De Leviathan is het boek waarmee Hobbes wereldberoemd is geworden. Althans, we kunnen beter berucht dan beroemd zeggen. De titel is ontleend aan de bijbel, in het boek Job hoofdstuk 41. Hier gaat het bijna het hele hoofdstuk over een afschrikwekkend beest, genaamd Leviathan. De Leviathan die Hobbes bedoelde was 'de staat'. Hobbes beschouwde de staat als een Leviathan die met al haar kracht de menselijke tekortkomingen moest zien te beteugelen. Het boek is opgedeeld in meerdere belangrijke delen. In het eerste deel gaat hij in op de mens. Hobbes' uitgangspunt bij de mens was "Bellum omnium in omnes" wat betekent: 'oorlog van allen tegen allen'. Deze staat van oorlog heet de 'natuurtoestand'. Hobbes ging er in zijn theorie van uit dat mensen gelijkwaardig waren aan elkaar. Gelijkwaardigheid leidt tot wantrouwen en oorlog. Zonder een machtige staat zou er een constante staat van oorlog zijn en was niemand zijn of haar leven zeker. Ook gaat Hobbes in op de natuurrechten, rechten die zo vanzelfsprekend zijn dat ze door het verstand, de ratio, kunnen worden gevonden.
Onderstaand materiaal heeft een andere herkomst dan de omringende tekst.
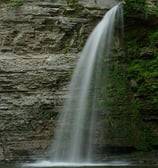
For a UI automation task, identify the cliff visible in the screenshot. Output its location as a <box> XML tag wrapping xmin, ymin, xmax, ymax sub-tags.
<box><xmin>0</xmin><ymin>0</ymin><xmax>158</xmax><ymax>160</ymax></box>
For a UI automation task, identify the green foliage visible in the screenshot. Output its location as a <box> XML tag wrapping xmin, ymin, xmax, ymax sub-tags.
<box><xmin>149</xmin><ymin>30</ymin><xmax>158</xmax><ymax>48</ymax></box>
<box><xmin>125</xmin><ymin>0</ymin><xmax>148</xmax><ymax>17</ymax></box>
<box><xmin>9</xmin><ymin>0</ymin><xmax>24</xmax><ymax>7</ymax></box>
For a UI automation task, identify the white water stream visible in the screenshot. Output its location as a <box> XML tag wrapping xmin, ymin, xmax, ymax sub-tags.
<box><xmin>23</xmin><ymin>4</ymin><xmax>123</xmax><ymax>167</ymax></box>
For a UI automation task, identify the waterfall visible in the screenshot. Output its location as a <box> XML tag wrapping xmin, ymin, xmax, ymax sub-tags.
<box><xmin>50</xmin><ymin>4</ymin><xmax>122</xmax><ymax>162</ymax></box>
<box><xmin>23</xmin><ymin>3</ymin><xmax>123</xmax><ymax>167</ymax></box>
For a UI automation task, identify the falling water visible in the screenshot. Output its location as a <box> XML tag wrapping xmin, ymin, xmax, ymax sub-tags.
<box><xmin>24</xmin><ymin>3</ymin><xmax>122</xmax><ymax>167</ymax></box>
<box><xmin>47</xmin><ymin>4</ymin><xmax>122</xmax><ymax>162</ymax></box>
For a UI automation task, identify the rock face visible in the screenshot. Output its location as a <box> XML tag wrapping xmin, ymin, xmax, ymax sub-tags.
<box><xmin>0</xmin><ymin>0</ymin><xmax>158</xmax><ymax>161</ymax></box>
<box><xmin>0</xmin><ymin>0</ymin><xmax>114</xmax><ymax>160</ymax></box>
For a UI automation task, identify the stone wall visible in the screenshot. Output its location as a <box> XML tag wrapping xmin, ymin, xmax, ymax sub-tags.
<box><xmin>0</xmin><ymin>0</ymin><xmax>115</xmax><ymax>160</ymax></box>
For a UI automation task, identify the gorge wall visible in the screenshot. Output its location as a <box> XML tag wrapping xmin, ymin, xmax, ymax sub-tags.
<box><xmin>0</xmin><ymin>0</ymin><xmax>158</xmax><ymax>160</ymax></box>
<box><xmin>0</xmin><ymin>0</ymin><xmax>113</xmax><ymax>160</ymax></box>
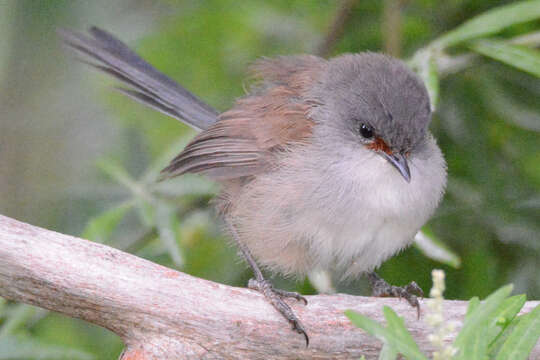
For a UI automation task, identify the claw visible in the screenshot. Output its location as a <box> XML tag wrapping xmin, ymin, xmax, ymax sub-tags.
<box><xmin>248</xmin><ymin>279</ymin><xmax>309</xmax><ymax>347</ymax></box>
<box><xmin>368</xmin><ymin>273</ymin><xmax>424</xmax><ymax>319</ymax></box>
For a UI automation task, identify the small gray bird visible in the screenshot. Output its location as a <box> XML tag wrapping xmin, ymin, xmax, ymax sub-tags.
<box><xmin>60</xmin><ymin>27</ymin><xmax>446</xmax><ymax>343</ymax></box>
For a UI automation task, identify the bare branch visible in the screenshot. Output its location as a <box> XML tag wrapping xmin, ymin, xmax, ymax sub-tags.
<box><xmin>0</xmin><ymin>216</ymin><xmax>540</xmax><ymax>360</ymax></box>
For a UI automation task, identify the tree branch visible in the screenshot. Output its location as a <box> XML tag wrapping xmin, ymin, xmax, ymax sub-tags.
<box><xmin>0</xmin><ymin>216</ymin><xmax>540</xmax><ymax>360</ymax></box>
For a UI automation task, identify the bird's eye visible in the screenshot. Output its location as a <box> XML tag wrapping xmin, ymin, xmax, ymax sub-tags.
<box><xmin>360</xmin><ymin>124</ymin><xmax>373</xmax><ymax>139</ymax></box>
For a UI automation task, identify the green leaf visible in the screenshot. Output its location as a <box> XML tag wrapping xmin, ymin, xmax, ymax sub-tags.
<box><xmin>0</xmin><ymin>336</ymin><xmax>94</xmax><ymax>360</ymax></box>
<box><xmin>345</xmin><ymin>306</ymin><xmax>427</xmax><ymax>360</ymax></box>
<box><xmin>379</xmin><ymin>343</ymin><xmax>398</xmax><ymax>360</ymax></box>
<box><xmin>142</xmin><ymin>131</ymin><xmax>194</xmax><ymax>183</ymax></box>
<box><xmin>488</xmin><ymin>295</ymin><xmax>527</xmax><ymax>347</ymax></box>
<box><xmin>496</xmin><ymin>305</ymin><xmax>540</xmax><ymax>360</ymax></box>
<box><xmin>96</xmin><ymin>159</ymin><xmax>135</xmax><ymax>189</ymax></box>
<box><xmin>383</xmin><ymin>306</ymin><xmax>427</xmax><ymax>360</ymax></box>
<box><xmin>156</xmin><ymin>201</ymin><xmax>184</xmax><ymax>268</ymax></box>
<box><xmin>454</xmin><ymin>285</ymin><xmax>512</xmax><ymax>360</ymax></box>
<box><xmin>469</xmin><ymin>39</ymin><xmax>540</xmax><ymax>77</ymax></box>
<box><xmin>408</xmin><ymin>47</ymin><xmax>439</xmax><ymax>111</ymax></box>
<box><xmin>0</xmin><ymin>304</ymin><xmax>36</xmax><ymax>337</ymax></box>
<box><xmin>465</xmin><ymin>296</ymin><xmax>480</xmax><ymax>320</ymax></box>
<box><xmin>81</xmin><ymin>202</ymin><xmax>133</xmax><ymax>243</ymax></box>
<box><xmin>432</xmin><ymin>0</ymin><xmax>540</xmax><ymax>49</ymax></box>
<box><xmin>414</xmin><ymin>229</ymin><xmax>461</xmax><ymax>268</ymax></box>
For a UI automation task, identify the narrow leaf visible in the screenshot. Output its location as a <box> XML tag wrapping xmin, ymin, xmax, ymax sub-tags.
<box><xmin>454</xmin><ymin>285</ymin><xmax>512</xmax><ymax>360</ymax></box>
<box><xmin>156</xmin><ymin>201</ymin><xmax>184</xmax><ymax>268</ymax></box>
<box><xmin>383</xmin><ymin>306</ymin><xmax>427</xmax><ymax>360</ymax></box>
<box><xmin>469</xmin><ymin>39</ymin><xmax>540</xmax><ymax>77</ymax></box>
<box><xmin>496</xmin><ymin>305</ymin><xmax>540</xmax><ymax>360</ymax></box>
<box><xmin>0</xmin><ymin>304</ymin><xmax>36</xmax><ymax>337</ymax></box>
<box><xmin>465</xmin><ymin>296</ymin><xmax>480</xmax><ymax>320</ymax></box>
<box><xmin>0</xmin><ymin>336</ymin><xmax>94</xmax><ymax>360</ymax></box>
<box><xmin>345</xmin><ymin>308</ymin><xmax>427</xmax><ymax>360</ymax></box>
<box><xmin>379</xmin><ymin>344</ymin><xmax>398</xmax><ymax>360</ymax></box>
<box><xmin>414</xmin><ymin>230</ymin><xmax>461</xmax><ymax>268</ymax></box>
<box><xmin>488</xmin><ymin>295</ymin><xmax>527</xmax><ymax>346</ymax></box>
<box><xmin>81</xmin><ymin>202</ymin><xmax>133</xmax><ymax>243</ymax></box>
<box><xmin>433</xmin><ymin>0</ymin><xmax>540</xmax><ymax>48</ymax></box>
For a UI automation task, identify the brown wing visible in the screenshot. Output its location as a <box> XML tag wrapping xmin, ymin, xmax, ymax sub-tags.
<box><xmin>163</xmin><ymin>55</ymin><xmax>325</xmax><ymax>180</ymax></box>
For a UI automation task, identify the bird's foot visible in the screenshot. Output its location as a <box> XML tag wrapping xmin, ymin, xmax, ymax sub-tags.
<box><xmin>368</xmin><ymin>272</ymin><xmax>424</xmax><ymax>318</ymax></box>
<box><xmin>248</xmin><ymin>279</ymin><xmax>309</xmax><ymax>347</ymax></box>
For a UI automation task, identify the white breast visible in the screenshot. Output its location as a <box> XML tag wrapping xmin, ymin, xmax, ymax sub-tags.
<box><xmin>230</xmin><ymin>135</ymin><xmax>446</xmax><ymax>276</ymax></box>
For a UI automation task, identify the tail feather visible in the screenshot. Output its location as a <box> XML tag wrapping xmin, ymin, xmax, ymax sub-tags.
<box><xmin>58</xmin><ymin>27</ymin><xmax>218</xmax><ymax>130</ymax></box>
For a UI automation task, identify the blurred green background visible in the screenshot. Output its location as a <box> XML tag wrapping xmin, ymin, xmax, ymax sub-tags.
<box><xmin>0</xmin><ymin>0</ymin><xmax>540</xmax><ymax>359</ymax></box>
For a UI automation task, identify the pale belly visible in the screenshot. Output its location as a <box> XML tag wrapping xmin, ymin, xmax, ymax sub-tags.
<box><xmin>230</xmin><ymin>138</ymin><xmax>446</xmax><ymax>277</ymax></box>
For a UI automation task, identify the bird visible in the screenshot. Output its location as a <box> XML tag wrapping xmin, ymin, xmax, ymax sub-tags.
<box><xmin>58</xmin><ymin>27</ymin><xmax>447</xmax><ymax>345</ymax></box>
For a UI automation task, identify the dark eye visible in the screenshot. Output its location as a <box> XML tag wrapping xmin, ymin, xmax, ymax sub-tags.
<box><xmin>360</xmin><ymin>124</ymin><xmax>373</xmax><ymax>139</ymax></box>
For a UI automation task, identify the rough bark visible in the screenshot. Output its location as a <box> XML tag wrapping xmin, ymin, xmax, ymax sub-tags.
<box><xmin>0</xmin><ymin>216</ymin><xmax>540</xmax><ymax>360</ymax></box>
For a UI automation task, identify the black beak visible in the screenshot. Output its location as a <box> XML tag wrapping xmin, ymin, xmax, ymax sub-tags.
<box><xmin>379</xmin><ymin>151</ymin><xmax>411</xmax><ymax>182</ymax></box>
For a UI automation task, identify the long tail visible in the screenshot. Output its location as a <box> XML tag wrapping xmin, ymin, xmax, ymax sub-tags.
<box><xmin>58</xmin><ymin>27</ymin><xmax>218</xmax><ymax>130</ymax></box>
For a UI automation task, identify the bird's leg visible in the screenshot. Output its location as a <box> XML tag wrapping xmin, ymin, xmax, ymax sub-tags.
<box><xmin>225</xmin><ymin>219</ymin><xmax>309</xmax><ymax>346</ymax></box>
<box><xmin>367</xmin><ymin>272</ymin><xmax>424</xmax><ymax>318</ymax></box>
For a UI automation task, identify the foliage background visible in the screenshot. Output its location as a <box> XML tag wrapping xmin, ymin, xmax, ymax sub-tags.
<box><xmin>0</xmin><ymin>0</ymin><xmax>540</xmax><ymax>359</ymax></box>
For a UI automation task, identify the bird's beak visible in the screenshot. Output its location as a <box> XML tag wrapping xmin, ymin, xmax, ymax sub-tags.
<box><xmin>379</xmin><ymin>151</ymin><xmax>411</xmax><ymax>182</ymax></box>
Zo beschreef Hobbes in zijn werk The Elements of Law: "Het is daarom een natuurrecht dat ieder mens het behoud van zijn eigen leven en ledematen mag nastreven met alle kracht waarover hij beschikt". Dit betekent niet dat de mens alles mag doen naar zijn believen. Dit wordt Hobbes soms wel verweten, maar dat bedoelt hij niet. In het tweede gedeelte, over de staat, wordt duidelijk hoe Hobbes dacht over de staat. Om uit de natuurtoestand, de oorlog van allen tegen allen, te komen, moest men een instantie hebben die het gezag en de macht heeft om af te dwingen dat de mensen de natuurrechten eerbiedigen. Anders gezegd, alle mensen moeten het recht om zichzelf te besturen afdragen aan een overheid. Deze overheid moet werkelijke macht bezitten en kan dan de burgers beschermen. De vrijheid van de burgers is wel erg beperkt en daarom wordt Hobbes ook beschouwd als voorstander van een totalitair geregeerde staat. Al met al is Hobbes een zeer interessante man geweest, een persoon die al teveel is genegeerd door latere generaties.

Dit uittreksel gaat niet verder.